Footsteps down the long corridor drew her attention. From the sound, she thought it might be Beathas. When the door opened, it was the old woman who entered, carrying a basket on her arm.
‘You look better this morn, dearie,’ she said with a smile. ‘Let me have a look at your head.’
She pointed at the chair, so Lilidh sat and let her examine the lump that felt less swollen now than yesterday. And each touch felt less sharp than it had even the night before. A good sign, she hoped.
‘Does your head still ache?’ Beathas asked her.
‘Not so much this morn.’ A few moments later, the examination was done.
‘How are the bruises?’ The old woman’s gaze softened as it fell on her neck and face.
Lilidh shrugged. As long as she did not press or explore them, she did not feel them. ‘’Tis well.’
A niggling feeling that Beathas thought Rob responsible for something more than he was bothered her again. The harsh treatment of Symon and his men caused the bruises—Beathas must know that because she saw to her needs from the first. But the woman’s sympathy spoke of something else.
Desperate to divert Beathas’s attention to the matter, she stammered out a question instead.
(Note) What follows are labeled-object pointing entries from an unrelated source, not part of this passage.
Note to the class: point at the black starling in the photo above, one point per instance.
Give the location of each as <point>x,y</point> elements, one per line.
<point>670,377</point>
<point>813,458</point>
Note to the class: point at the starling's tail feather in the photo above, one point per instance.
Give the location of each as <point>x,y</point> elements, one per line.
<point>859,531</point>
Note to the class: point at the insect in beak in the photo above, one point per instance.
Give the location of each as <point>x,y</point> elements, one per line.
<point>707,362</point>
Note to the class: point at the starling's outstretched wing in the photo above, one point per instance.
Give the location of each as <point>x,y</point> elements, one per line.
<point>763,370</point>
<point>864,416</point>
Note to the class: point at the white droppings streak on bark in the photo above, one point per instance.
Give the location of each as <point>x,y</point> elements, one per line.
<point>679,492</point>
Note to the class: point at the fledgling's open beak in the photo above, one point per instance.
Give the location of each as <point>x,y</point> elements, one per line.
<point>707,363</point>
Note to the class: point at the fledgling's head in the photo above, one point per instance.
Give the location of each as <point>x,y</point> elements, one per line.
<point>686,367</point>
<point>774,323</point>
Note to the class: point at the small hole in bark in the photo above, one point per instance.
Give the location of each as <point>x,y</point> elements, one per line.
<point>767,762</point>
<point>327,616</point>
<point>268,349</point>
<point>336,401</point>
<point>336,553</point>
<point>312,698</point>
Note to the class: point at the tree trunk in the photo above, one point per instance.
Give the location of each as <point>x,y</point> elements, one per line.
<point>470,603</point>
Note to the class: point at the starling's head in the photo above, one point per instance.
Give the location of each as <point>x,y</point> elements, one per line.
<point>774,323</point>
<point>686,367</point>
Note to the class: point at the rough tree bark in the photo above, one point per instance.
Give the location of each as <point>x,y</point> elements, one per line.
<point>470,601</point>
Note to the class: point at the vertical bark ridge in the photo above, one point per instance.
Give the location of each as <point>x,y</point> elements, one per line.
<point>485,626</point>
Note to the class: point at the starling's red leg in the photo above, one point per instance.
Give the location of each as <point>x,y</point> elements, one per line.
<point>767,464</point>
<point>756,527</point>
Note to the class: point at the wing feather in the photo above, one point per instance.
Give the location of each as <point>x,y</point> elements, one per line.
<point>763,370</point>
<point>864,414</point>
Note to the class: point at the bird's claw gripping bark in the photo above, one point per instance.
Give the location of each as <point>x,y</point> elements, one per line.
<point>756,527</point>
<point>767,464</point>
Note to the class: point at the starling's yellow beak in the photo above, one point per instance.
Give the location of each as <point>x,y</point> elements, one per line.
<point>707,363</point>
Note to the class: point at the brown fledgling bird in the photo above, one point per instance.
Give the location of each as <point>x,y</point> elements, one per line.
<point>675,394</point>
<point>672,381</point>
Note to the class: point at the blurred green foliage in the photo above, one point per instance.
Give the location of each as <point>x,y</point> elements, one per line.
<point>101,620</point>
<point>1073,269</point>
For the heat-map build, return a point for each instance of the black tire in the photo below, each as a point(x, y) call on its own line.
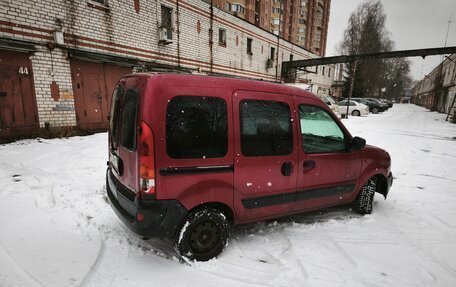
point(203, 235)
point(364, 201)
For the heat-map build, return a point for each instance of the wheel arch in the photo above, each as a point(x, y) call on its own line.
point(222, 207)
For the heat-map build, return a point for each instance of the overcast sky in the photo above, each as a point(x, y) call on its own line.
point(413, 24)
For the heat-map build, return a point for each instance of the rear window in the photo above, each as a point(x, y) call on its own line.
point(129, 119)
point(266, 128)
point(196, 127)
point(115, 102)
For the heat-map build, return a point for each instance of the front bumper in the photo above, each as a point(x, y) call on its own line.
point(161, 218)
point(389, 183)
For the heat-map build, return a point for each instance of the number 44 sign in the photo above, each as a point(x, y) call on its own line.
point(23, 70)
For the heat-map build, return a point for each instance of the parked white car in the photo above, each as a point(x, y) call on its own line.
point(355, 109)
point(330, 102)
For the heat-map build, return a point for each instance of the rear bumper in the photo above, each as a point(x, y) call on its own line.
point(161, 218)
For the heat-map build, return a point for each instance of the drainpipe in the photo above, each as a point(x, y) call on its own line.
point(211, 34)
point(178, 32)
point(277, 59)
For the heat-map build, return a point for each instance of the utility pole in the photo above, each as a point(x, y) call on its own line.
point(438, 84)
point(352, 82)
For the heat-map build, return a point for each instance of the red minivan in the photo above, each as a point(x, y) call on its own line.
point(190, 155)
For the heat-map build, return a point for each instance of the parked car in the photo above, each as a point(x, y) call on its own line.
point(190, 155)
point(355, 108)
point(330, 102)
point(374, 107)
point(382, 104)
point(388, 102)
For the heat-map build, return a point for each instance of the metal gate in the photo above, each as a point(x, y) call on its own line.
point(18, 114)
point(93, 84)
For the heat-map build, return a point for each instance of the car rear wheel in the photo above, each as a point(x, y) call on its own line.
point(364, 201)
point(203, 235)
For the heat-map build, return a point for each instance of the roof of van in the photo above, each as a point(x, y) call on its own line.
point(224, 82)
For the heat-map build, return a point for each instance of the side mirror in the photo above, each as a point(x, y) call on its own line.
point(357, 144)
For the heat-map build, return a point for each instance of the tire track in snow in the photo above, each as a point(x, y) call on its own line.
point(18, 268)
point(94, 266)
point(414, 248)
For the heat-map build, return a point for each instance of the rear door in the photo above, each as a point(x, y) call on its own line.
point(265, 154)
point(123, 132)
point(327, 172)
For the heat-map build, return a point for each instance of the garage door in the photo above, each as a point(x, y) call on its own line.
point(18, 114)
point(93, 84)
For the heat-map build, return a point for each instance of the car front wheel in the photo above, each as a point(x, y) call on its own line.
point(356, 113)
point(203, 235)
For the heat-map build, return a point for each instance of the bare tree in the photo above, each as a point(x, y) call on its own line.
point(366, 33)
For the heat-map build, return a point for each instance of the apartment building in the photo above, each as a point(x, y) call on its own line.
point(302, 22)
point(60, 60)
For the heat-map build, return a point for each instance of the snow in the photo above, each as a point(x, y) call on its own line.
point(57, 229)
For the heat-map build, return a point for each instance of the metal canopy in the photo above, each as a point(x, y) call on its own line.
point(289, 65)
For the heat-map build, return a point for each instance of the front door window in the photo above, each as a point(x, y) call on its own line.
point(319, 132)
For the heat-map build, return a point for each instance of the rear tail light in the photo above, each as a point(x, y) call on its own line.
point(146, 163)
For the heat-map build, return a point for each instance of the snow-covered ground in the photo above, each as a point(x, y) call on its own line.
point(56, 228)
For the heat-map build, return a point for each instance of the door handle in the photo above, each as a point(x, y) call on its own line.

‘Why was I not summoned to the kitchens this morn? It must be quickly approaching midday,’ she said, accepting the brush from Beathas and beginning to tame the unruly curls on her head now that the dressing had been removed.
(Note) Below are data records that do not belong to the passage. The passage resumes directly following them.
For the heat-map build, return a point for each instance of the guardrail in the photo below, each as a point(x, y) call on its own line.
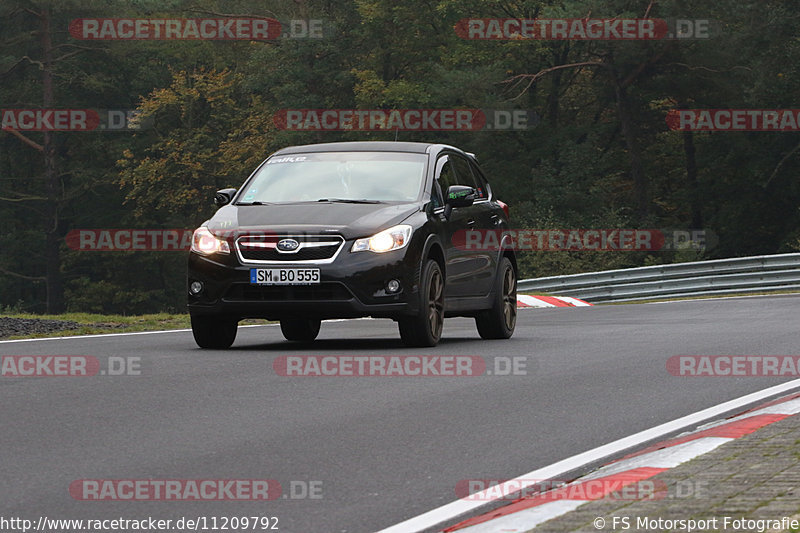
point(720, 276)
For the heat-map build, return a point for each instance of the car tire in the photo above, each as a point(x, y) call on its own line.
point(214, 332)
point(425, 329)
point(300, 329)
point(499, 321)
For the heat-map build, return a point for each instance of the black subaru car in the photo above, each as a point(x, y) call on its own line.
point(355, 229)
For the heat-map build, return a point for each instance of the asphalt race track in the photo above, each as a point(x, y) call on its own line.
point(379, 449)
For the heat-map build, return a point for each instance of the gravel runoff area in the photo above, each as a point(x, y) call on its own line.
point(28, 326)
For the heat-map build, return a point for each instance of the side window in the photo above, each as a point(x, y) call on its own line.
point(436, 195)
point(483, 185)
point(463, 172)
point(445, 174)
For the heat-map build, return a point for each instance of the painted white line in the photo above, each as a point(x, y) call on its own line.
point(574, 301)
point(664, 458)
point(459, 507)
point(792, 407)
point(719, 298)
point(533, 301)
point(526, 519)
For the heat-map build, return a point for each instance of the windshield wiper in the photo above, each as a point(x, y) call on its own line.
point(350, 201)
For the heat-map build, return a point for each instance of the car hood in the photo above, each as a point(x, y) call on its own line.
point(349, 220)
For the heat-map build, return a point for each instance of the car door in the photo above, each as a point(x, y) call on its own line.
point(460, 263)
point(482, 260)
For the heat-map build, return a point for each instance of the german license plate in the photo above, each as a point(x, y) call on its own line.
point(284, 276)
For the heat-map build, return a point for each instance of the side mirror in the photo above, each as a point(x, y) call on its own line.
point(224, 197)
point(458, 196)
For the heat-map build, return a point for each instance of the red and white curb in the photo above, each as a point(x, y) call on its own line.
point(527, 513)
point(528, 300)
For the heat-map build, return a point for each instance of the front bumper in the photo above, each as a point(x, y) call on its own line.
point(353, 285)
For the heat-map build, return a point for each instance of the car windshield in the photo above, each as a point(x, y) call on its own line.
point(338, 177)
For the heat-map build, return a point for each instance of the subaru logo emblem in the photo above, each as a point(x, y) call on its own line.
point(288, 245)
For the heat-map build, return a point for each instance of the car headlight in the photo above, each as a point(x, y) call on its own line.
point(387, 240)
point(204, 242)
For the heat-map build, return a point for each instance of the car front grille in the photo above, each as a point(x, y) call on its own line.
point(311, 248)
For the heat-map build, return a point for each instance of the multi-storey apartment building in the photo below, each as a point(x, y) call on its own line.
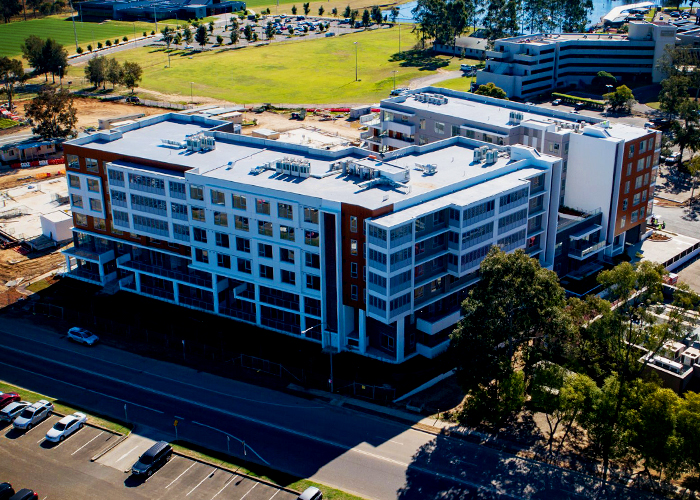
point(600, 158)
point(355, 251)
point(530, 65)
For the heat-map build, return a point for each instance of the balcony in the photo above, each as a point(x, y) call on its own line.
point(192, 277)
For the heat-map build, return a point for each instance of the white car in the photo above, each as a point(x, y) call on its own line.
point(82, 336)
point(33, 415)
point(65, 427)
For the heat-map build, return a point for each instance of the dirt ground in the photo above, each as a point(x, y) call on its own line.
point(90, 110)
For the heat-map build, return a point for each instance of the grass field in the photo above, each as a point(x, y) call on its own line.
point(61, 29)
point(318, 71)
‘The laird has given new orders,’ she began. ‘You are to remain here after all.’
‘He has? I am?’ Rob had seemed resolute last night, and now?
‘Aye. You are to stay in this chamber and the corridor. He said you can walk the length of it if need be,’ Beathas explained. The woman watched her closely as she explained Rob’s new commands about her. Did she think him trying to assuage the guilt from other actions by being kinder now?
‘Did anyone argue with him when he ordered this change?’ she asked. Surely Symon and his sister would.
‘Did not listen to them,’ she said with a chuckle. ‘He brushed their words aside and said there were too many ways for you to escape through the kitchens. Safer to keep you in here, where no one could get to you and you could no’ get far.’
With her leg as it was, she could not get down the steps to escape. Hmmm. She had not thought about escape possibilities from the kitchen when she’d been there. She needed to use her mind and keep an eye open for such opportunities. It would take some time for her father to plan his attack and she needed to use that to discover whatever she could about the Mathesons’strengths and weaknesses. She knew he would try to negotiate first because she was being held.
So, she would also try to encourage Rob to look for a peaceful way out of this situation for all of them before the MacLeries arrived in force.
Beathas finished just as Siusan arrived carrying a large basket of clothing and another smaller basket filled with threads and sewing supplies. Lilidh stood to greet her.
‘Your work for the day,’ Siusan announced, putting it near the chair on the floor and handing her the smaller basket. If the woman was pleased not to have Lilidh under foot in the kitchens, Lilidh could not tell. Her tone gave no hint of her feelings on the matter.
‘What is this?’ she asked, reaching into the basket and pulling out a tunic.
‘His lairdship’s laundry, of course. For you to repair.’ Lilidh dropped it back in the basket and looked at
Siusan. ‘He has no wife and there is no lady in charge of such things yet.’
‘Tyra does not oversee this for Rob?’
‘Their betrothal is only a recent thing. Mayhap once this is all settled.’
Betrothal? Rob was betrothed to that woman and never said anything to her? No small wonder that the lady reacted as she had to Lilidh’s presence in the hall. Especially if she believed Rob and Lilidh were lovers. Wives usually had to learn forbearance when it came to other women their husbands chose and, in the case of lairds and chiefs and nobles, those other women could be quite public.
Still, betrothed to that woman? A topic to discuss with the man who now claimed her as his and not for this servant’s ears.
‘From the kitchens to this,’ she said, bringing their conversation back to the task before her. ‘Is he not afraid I’ll sew all the seams shut? Can I be trusted with scissors?’
‘Lady Tyra raised those very questions to the laird.’
She could see the mirth in the older woman’s blue eyes. Oh, to have been a witness to this scene! It would have almost made things funny. Almost. ‘And?’
‘She will not be raising those questions again,’ she explained. ‘The laird made it clear what her position in his hall is and what is his.’